Invité aux Francos, The Doug sort son 1er album: « Il y a quand même un truc chez les gens de mon âge qui n’est pas très jojo »

Laurent Hoebrechts
Laurent Hoebrechts Journaliste musique

Sur son premier album, réparer, le Français The Doug louvoie entre tourments persos et angoisses générationnelles. La plume désenchantée sous les mélodies variétés. Une future star? Présentation avant son concert aux Francofolies, ce vendredi

Si la vie, quand elle n’est pas trop chienne, se débrouille toujours pour vous offrir son lot de pralines, immanquablement, elle vous colle aussi des baffes. Pas besoin de convaincre The Doug sur le sujet: il s’en est déjà prises quelques-unes. Reste à trouver la bonne manière de les encaisser. Humour pince sans-rire et moue à la Droopy, il explique: « Je ne sais pas pourquoi je suis éventuellement plus apte à être triste que d’autres. L’un de mes meilleurs amis est tchétchène. Il est né là-bas et est arrivé en France avec sa famille. Il a vécu des événements très trash. Et pourtant il n’a pas le même rapport aux choses. Il a une vraie force en lui, en mode warrior. Alors que moi, je ne fous rien. Je suis une petite lavette qui écris des chansons… »

OK. Mais, même au temps des ingénieurs et des managers spécialisés ès tableaux Excel, cela peut s’avérer utile. Ne serait-ce que pour l’intéressé.

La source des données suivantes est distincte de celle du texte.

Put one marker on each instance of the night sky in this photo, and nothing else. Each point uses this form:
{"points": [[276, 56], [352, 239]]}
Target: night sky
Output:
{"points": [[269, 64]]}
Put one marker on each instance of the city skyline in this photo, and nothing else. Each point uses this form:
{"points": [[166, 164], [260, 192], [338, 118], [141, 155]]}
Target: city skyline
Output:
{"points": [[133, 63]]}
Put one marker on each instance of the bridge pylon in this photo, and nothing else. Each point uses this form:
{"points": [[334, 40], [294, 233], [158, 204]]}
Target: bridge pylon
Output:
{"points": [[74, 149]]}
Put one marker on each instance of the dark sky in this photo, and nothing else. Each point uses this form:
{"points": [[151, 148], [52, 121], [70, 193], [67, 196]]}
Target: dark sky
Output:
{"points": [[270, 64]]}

Quand bien même les seuls ponts que The Doug aurait bâtis jusqu’ici seraient ceux de ses chansons -trois minutes max, condensées serrées-, celles-ci pourraient l’emmener loin. À 23 ans, Jules Garnier de son vrai nom est ainsi signé sur une grosse major, Universal. Et, alors qu’il sort son premier album, les frémissements, voire les premiers signes d’emballement, sont palpables pour celui qui a notamment déjà joué en première partie de Gaëtan Roussel ou d’Eddy de Pretto.

Le goût de The Doug

On a souvent fait la comparaison avec ce dernier. Notamment pour leur manière commune de chanter les excès et la Fête de trop. Mais aussi de jongler entre chanson et codes plus « urbains ». Né à Clermont-Ferrand -pas vraiment un creuset du hip-hop francophone-, The Doug est en effet passé par le rap. « Pendant tout un moment, je n’écoutais que ça, toute la journée. Je passais mon temps à fouiller sur SoundCloud. J’écrivais des multisyllabiques et je participais à des open mic. Ou on se retrouvait simplement pour rapper autour d’une enceinte sur un parking. »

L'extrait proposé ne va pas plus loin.